Rob LaFreniere started writing in 1990, during a course of therapy for PTSD, after abandoning a marriage and a career. His writing was reticent, singular at first, only a means to clarify memories and emotions. He found the writing a release, a way to speak with himself. Gradually, he became intrigued by the process - the stringing of words together in a particular, revealing shape - and took classes at a local university, then attended a writer's workshop where his work was accepted with enthusiasm. He found validation there and submitted and published work in literary magazines while pursuing an MFA in Creative Writing. He first taught during an MFA post-graduate semester. He liked teaching and writing, as an avocation gradually became a rewarding career.
When the subject came up in a conversation with his former Vocational Rehabilitation Counselor, the counselor suggested Rob develop a writing program for Vets in treatment. It was a suggestion with a hint of challenge. "Give something back."
Rob called Patricia Riker, team leader of the Portland Vet Center, and outlined a program over the phone. Pat was cautious at first, but agreed to arrange a presentation to her staff. After thinking it over, Pat announced the availability of a weekly writing group to the clients.

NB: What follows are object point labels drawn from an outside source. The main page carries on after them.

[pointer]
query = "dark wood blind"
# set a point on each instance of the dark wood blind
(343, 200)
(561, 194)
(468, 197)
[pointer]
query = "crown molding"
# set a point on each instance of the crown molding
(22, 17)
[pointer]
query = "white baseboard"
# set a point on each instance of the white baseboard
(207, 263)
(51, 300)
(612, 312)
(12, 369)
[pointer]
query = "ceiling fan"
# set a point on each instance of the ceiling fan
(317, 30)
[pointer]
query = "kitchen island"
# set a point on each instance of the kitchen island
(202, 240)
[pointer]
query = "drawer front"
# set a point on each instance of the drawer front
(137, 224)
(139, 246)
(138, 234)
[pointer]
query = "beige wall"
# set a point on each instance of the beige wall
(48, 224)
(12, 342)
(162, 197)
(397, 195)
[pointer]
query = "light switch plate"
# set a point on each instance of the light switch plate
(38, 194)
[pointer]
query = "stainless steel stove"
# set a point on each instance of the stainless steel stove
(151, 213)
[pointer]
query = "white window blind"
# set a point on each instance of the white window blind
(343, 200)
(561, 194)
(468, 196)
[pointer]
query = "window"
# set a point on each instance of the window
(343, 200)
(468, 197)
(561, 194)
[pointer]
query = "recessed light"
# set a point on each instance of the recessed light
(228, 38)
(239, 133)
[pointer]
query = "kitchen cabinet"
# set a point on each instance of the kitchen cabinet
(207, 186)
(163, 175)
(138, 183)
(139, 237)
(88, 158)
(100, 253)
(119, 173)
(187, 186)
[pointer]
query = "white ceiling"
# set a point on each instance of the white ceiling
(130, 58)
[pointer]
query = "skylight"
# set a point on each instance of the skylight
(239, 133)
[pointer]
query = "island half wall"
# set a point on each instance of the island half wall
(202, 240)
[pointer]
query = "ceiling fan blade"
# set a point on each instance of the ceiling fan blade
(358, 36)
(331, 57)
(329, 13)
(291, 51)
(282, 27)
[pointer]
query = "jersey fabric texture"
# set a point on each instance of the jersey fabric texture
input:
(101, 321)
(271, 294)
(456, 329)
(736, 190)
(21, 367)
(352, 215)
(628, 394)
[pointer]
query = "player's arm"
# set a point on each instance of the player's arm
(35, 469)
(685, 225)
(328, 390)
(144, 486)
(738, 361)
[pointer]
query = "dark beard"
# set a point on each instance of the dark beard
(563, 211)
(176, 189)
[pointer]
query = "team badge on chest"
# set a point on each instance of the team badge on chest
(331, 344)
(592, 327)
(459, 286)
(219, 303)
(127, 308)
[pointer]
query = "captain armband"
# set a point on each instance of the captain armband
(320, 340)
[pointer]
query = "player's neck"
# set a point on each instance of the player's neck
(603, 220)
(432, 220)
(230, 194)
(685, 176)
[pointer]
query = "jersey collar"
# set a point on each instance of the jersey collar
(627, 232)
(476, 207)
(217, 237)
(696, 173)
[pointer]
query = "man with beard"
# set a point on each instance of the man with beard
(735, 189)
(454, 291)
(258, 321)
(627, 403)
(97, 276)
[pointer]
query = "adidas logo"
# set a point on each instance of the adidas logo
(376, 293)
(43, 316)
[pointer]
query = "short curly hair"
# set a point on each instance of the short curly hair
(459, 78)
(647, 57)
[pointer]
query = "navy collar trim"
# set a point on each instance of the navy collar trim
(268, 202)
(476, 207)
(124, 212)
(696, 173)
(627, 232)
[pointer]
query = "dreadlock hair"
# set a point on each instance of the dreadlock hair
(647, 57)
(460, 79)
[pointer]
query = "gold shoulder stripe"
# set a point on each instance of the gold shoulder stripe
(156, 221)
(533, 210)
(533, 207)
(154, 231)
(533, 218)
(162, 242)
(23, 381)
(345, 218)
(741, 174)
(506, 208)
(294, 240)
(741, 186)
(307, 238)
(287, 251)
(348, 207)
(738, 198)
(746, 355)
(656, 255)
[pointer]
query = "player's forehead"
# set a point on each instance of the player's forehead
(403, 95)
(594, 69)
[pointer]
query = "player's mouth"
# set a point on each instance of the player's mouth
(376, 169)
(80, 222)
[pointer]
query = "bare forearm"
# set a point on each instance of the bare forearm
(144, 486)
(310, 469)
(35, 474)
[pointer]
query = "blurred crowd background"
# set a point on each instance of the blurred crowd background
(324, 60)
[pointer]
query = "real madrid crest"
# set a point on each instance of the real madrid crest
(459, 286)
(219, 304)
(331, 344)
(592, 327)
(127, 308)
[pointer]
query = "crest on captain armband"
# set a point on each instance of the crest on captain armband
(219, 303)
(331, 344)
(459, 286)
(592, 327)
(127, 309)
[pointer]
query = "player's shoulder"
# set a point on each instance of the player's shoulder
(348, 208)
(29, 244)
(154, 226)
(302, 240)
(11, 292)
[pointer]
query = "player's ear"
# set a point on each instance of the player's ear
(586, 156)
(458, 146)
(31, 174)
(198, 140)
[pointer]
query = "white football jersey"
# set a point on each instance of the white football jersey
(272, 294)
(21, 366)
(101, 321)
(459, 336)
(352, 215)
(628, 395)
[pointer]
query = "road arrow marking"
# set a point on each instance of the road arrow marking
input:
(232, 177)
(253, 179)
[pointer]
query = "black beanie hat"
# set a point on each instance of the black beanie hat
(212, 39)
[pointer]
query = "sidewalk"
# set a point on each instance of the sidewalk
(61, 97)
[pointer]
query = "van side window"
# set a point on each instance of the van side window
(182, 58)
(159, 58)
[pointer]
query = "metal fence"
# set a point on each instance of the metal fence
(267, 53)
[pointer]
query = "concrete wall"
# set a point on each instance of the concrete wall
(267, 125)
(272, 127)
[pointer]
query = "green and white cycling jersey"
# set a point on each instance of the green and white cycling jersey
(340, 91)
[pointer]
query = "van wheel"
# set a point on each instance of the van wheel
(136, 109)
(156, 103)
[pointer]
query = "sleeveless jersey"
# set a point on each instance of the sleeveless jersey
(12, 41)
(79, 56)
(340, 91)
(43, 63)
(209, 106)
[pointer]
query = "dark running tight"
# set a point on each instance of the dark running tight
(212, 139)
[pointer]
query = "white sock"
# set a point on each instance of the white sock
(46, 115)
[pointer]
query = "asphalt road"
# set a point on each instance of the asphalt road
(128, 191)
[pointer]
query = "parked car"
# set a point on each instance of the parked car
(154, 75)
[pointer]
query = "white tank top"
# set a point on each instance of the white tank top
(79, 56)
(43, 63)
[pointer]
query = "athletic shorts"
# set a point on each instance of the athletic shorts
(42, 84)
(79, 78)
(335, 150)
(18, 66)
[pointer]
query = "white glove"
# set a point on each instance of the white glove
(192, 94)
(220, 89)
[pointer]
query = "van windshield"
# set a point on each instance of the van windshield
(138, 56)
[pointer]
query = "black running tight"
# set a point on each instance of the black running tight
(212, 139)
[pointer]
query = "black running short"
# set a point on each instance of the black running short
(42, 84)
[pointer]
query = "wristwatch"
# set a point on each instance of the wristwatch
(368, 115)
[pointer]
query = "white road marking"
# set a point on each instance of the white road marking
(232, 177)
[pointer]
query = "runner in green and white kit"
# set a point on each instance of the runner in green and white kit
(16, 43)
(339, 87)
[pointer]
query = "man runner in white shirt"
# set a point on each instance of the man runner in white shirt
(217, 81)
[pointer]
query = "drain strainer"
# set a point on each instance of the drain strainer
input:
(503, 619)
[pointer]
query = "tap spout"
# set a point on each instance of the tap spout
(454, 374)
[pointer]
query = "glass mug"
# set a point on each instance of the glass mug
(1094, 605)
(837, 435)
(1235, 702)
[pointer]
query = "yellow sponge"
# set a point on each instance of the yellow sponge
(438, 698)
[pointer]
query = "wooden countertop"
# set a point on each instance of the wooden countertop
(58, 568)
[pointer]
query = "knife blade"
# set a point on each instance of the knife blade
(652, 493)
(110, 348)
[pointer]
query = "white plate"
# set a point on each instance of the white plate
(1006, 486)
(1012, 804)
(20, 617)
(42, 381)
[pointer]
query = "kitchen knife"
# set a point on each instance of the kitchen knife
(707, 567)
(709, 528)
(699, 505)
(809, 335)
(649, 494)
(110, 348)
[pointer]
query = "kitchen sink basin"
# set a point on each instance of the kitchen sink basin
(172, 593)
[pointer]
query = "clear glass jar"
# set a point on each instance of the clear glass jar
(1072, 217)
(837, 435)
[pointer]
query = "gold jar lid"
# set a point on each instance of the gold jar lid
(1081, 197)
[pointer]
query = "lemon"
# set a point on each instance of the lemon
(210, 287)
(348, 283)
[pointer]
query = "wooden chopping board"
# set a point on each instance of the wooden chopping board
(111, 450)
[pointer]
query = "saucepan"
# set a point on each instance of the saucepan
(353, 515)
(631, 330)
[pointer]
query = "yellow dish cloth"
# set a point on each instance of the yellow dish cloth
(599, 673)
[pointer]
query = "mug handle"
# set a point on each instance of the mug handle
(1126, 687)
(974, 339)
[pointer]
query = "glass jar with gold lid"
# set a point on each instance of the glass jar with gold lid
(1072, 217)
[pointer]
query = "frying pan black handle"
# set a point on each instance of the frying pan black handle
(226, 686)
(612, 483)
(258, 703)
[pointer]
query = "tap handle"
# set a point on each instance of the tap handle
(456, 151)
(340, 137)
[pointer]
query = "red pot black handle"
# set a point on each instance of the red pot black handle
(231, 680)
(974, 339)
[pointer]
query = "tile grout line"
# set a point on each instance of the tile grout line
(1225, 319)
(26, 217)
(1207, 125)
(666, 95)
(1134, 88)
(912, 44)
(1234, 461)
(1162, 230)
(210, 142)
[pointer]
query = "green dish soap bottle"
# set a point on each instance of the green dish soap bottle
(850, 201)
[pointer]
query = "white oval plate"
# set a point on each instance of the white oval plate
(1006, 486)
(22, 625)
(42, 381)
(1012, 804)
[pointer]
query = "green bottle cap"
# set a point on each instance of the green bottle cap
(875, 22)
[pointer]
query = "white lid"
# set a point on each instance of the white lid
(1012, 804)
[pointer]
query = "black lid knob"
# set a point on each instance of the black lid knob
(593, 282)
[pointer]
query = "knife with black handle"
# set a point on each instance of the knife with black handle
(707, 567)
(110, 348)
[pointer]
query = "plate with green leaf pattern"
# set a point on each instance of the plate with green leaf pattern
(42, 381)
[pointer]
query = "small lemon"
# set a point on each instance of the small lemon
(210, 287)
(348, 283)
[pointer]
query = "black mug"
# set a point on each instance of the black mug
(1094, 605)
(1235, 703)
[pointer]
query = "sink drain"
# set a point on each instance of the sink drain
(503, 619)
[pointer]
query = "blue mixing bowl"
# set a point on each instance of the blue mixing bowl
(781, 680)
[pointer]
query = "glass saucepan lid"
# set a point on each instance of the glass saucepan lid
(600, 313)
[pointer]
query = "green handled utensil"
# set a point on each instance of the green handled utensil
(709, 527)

By the first week in November, there was sufficient interest to form a group. Six Vets attended the first meeting; Pat attended as observer and to provide clinical support if needed.
Pat and Rob originally planned a forum where clients could develop fundamental writing skills and define their experiences and emotions by creative expression. Rob's plan was to conduct the group in a formal two-hour weekly seminar focusing equally on the technical craft of creative writing and the cognitive process that generates it.
The Vets had a different agenda. All were actively writing, some attempting to publish, others reluctant to share their work, and a few contentious and hostile to criticism. It was apparent that a wide diversity of educational levels, writing skill and abilities to perform in a group context required a less formal approach. Rob used work brought to the first group as a base line, using it to illustrate his first teaching points, and then solicited more.